Mr. Grimshaw was born Jennifer Grimshaw in Newark on March 8, 1954, the only child of James Roland Grimshaw Jr. and Judith Smith Grimshaw. In 1993, Jennifer legally changed her name to Gwynhwyfar Grimshaw before deciding in 1995 to begin gender transformation therapy, at which point she changed her name to Nicholas Roland Grimshaw.

He grew up in New Jersey, where his mother's family was from, and also spent some time in Vermont when his father moved the family there for his work as an engineer. He spent every summer in East Hampton, however. 

He attended the Lewis-Wadhams School in Westport, N.Y., for two years and graduated from East Hampton High School. He had wanted to be a psychologist since his teenage years, his wife said, but before taking it on in a methodical way, he did several other things, including leather work, farming, bookkeeping, and hairdressing.

After a few years in Boston and, in the early 1980s, Manhattan, Mr. Grimshaw moved back here permanently. A first marriage, to Tracy Harris-Grimshaw, an East Hampton painter who survives him, ended in divorce.

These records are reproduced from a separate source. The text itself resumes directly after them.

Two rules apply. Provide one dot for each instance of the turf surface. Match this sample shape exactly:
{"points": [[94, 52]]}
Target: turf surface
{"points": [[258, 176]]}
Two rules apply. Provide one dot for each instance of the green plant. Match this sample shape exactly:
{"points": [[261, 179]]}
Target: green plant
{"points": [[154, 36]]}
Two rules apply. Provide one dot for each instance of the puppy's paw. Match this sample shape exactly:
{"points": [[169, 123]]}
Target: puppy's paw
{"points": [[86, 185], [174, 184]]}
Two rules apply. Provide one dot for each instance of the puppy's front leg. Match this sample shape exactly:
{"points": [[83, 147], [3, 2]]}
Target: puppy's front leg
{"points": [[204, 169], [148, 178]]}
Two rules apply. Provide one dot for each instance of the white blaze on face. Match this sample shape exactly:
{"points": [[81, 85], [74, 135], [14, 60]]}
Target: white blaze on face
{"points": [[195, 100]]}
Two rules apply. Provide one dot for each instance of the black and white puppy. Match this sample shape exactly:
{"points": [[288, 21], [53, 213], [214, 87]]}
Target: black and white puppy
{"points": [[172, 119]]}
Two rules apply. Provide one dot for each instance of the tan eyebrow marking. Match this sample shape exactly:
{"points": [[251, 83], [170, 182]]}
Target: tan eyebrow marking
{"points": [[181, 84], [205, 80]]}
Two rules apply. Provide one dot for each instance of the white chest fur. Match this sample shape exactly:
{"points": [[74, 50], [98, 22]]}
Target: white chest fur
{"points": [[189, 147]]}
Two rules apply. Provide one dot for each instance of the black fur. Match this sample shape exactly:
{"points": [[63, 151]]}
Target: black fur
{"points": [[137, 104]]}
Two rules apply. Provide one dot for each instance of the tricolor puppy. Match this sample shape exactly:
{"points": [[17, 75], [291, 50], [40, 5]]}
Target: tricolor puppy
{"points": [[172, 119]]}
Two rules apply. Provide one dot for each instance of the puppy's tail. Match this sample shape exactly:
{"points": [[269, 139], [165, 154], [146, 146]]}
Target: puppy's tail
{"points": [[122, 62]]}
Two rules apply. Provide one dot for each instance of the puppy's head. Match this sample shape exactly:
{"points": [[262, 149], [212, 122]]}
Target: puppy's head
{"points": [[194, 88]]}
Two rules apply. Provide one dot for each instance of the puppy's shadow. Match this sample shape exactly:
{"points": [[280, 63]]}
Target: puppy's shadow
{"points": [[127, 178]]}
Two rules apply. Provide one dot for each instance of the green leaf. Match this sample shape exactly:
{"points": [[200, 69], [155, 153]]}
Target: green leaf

Mr. Grimshaw finally was able to pursue his education by earning a bachelor’s degree summa cum laude from Southampton College in 2003, a master’s degree in social work from New York University in 2008, and a license to be a social worker from the State University at Albany in 2012. He studied at the New York Milton H. Erickson Society for Psychotherapy and Hypnosis, earning an advanced training degree in Ericksonian hypnotherapy in 2013, and was a member of the American Society of Clinical Hypnosis.

Mr. Grimshaw was involved for 37 years with Alcoholics Anonymous. "It was an extremely important part of his life," Mrs. Westerman-Grimshaw said, and he was "an integral member" of the organization.

In addition to his wife, three cousins in East Hampton and seven in North Carolina survive.

He was, his wife said, a gifted poet and artist, and "a passionate gardener, lover of all wildlife, avid reader, and all-around genius." She added, "I guess Nicholas spent his life evolving into ever-truer versions of himself, and he may still be evolving now."

Mr. Grimshaw donated his body to Stony Brook University's department of anatomical science.

A memorial service is being planned for as soon as it is practicable given the pandemic. Anyone wishing to attend can email Mrs. Westerman-Grimshaw at [email protected]. It will be held under his favorite tree at 10 Pleasant Lane in East Hampton Village.


A Poem by Nicholas Roland Grimshaw:

New Year
Radiators hiss in the parish church
Empty, save January’s austere brilliance
Reflected from morning snow.
Stark pews and the smells of hymnals
Fill the long nave and dim side aisles
Where motes of holy dust
Turn in Columns of clear light.

Even here, reckless
Matter, anti-matter dash
Swirl and flash. Effect
And cause permute; time
Scatters in all directions.

Upon Nothing the Word is written;
In this reeling void that buoys
The lepton and the quark, we are
Upheld by Nothing.
Jostling worlds continually
Crystallize seething latency,
Dissolve back into it.

On the graceful rise
And fall
Of this breathing silence, then
Let us now magnify sublime Nothing,
Whisper to our fingertips
In praise of It.

The choir rehearses in a far-off room,
Music drifting over transoms
Down a perplexity of corridors.
The west door closes mightily
Echoing. Crows shout,
Steam pipes clank.
Welcome fear
And hope pour in
Relieving too-exquisite emptiness,
And we hearken again for angel voices
From the heaven of our predilection.